The Chinese and  the Japanese have been particularly hostile toward one another in recent  weeks in terms of rhetoric and moving their ships around. A crisis in North  Korea, particularly one in which the North tested a nuclear weapon, would  inevitably initiate the diplomatic dance whereby the Americans and Japanese ask  the Chinese to intercede with the North Koreans. The Chinese would oblige.  This is not a great effort for them, since having detonated a nuclear device,  the North isn’t interested in doing much more. In fact, Pyongyang will be  drawing on the test’s proverbial fallout for some time. The Chinese are calling  in no chits with the North Koreans, and the Americans and Japanese — terribly  afraid of what the ferocious, weak, crazy North Koreans will do next — will be  grateful to China for defusing the “crisis.” And who could be so churlish as to  raise issues on trade or minor islands when China has used its power to force  North Korea to step down?

It is impossible for us to know what the Chinese are thinking, and we have no  overt basis for assuming the Chinese and North Koreans are collaborating, but we  do note that China has taken an increasing interest in stabilizing North Korea.  For its part, North Korea has tended to stage these crises — and their  subsequent Chinese interventions — at quite useful times for Beijing.

It should also be noted that other countries have learned the ferocious,  weak, crazy maneuver from North Korea. Iran is the best pupil. It has  convincingly portrayed itself as ferocious via its nuclear program, endlessly  and quite publicly pursuing its program without ever quite succeeding. It is  also persistently seen as weak, perpetually facing  economic crises and wrathful mobs of iPod-wielding youths. Whether Iran can  play the weakness card as skillfully as North Korea remains unclear — Iran just  doesn’t have the famines North Korea has.

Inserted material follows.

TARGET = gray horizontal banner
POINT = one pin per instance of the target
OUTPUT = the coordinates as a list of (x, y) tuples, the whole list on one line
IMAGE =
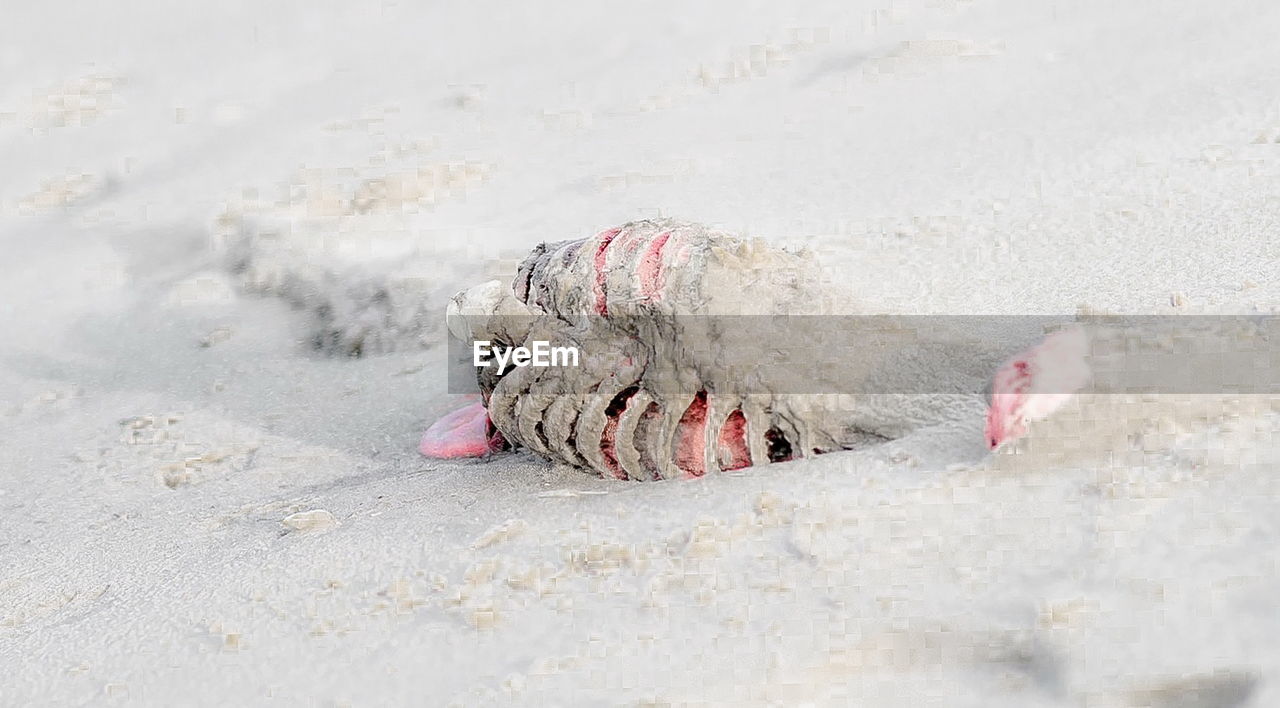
[(865, 355)]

Additionally, Iran’s rhetoric at times can certainly be considered crazy:  Tehran has carefully cultivated perceptions that it would wage nuclear war even  if this meant the death of all Iranians. Like North Korea, Iran also has managed  to retain its form of government and its national sovereignty. Endless  predictions of the fall of the Islamic republic to a rising generation have  proved false.

I do not mean to appear to be criticizing the “ferocious, weak and crazy”  strategy. When you are playing a weak hand, such a strategy can yield  demonstrable benefits. It preserves regimes, centers one as a major  international player and can wring concessions out of major powers. It can be  pushed too far, however, when the fear of ferocity and craziness undermines the  solace your opponents find in your weakness.

Diplomacy is the art of nations achieving their ends without resorting to  war. It is particularly important for small, isolated nations to survive without  going to war. As in many things, the paradox of appearing willing to go to war  in spite of all rational calculations can be the foundation for avoiding war. It  is a sound strategy, and for North Korea and Iran, for the time being at least,  it has worked.